High competition & continued pricing pressure hammered global sales
- Dr. Reddy's Laboratories (DRL) posted a decline of 4.8% YoY in net sales to INR 36.1bn for the quarter. Revenues from Global Generic (GG) segment contracted 5% YoY to INR 29.1 bn, primarily on the back of lower contribution from North America and Emerging markets. Pharmaceutical Services and Active Ingredients (PSAI) segment revenue fell by 6% YoY to INR 5.4 bn due to regulatory issues and ongoing remediation measures.
- In the GG segment, revenue from North America contracted 19% YoY to INR 15.3bn for the quarter mainly due to increased competition in valgancyclovir and Azacitidine, coupled with pricing pressure and discontinuation of McNeil business.

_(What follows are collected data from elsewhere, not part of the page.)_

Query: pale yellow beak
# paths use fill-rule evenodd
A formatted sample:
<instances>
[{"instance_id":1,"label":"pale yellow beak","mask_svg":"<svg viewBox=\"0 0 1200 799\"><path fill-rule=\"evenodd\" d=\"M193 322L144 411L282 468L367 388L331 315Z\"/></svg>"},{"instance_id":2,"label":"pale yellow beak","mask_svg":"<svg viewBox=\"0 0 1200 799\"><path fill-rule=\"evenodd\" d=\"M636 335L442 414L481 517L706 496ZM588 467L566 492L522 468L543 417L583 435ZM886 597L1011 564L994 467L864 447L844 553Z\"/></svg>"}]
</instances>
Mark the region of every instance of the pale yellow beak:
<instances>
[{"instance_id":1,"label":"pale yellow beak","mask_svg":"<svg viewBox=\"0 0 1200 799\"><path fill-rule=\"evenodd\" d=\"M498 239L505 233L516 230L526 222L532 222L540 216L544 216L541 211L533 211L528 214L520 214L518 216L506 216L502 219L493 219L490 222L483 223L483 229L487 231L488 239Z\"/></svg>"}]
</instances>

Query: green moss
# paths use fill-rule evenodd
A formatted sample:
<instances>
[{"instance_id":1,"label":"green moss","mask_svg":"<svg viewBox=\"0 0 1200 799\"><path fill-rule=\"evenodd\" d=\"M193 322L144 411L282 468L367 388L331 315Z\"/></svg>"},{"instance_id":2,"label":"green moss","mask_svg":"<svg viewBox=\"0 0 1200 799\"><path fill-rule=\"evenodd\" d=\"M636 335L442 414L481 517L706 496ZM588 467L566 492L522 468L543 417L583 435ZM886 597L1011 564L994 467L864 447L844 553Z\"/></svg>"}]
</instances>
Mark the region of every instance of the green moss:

- Emerging markets posted a 7% YoY de-growth to INR 5.9bn on account of constrained operations in Venezuela.
Valuation: At the CMP, the stock is trading at 22.7x FY2018E and 17.4x FY2019E consensus EPS respectively. We maintain Marketperformer rating with a Target price of INR 2,862 based on 18x FY2019E consensus EPS.
Risks: Regulatory issues.
Shares of DR.REDDY'S LABORATORIES LTD. was last trading in BSE at Rs.2656.05 as compared to the previous close of Rs. 2678.35. The total number of shares traded during the day was 17586 in over 1430 trades.
The stock hit an intraday high of Rs. 2691.45 and intraday low of 2640.5. The net turnover during the day was Rs. 46775898.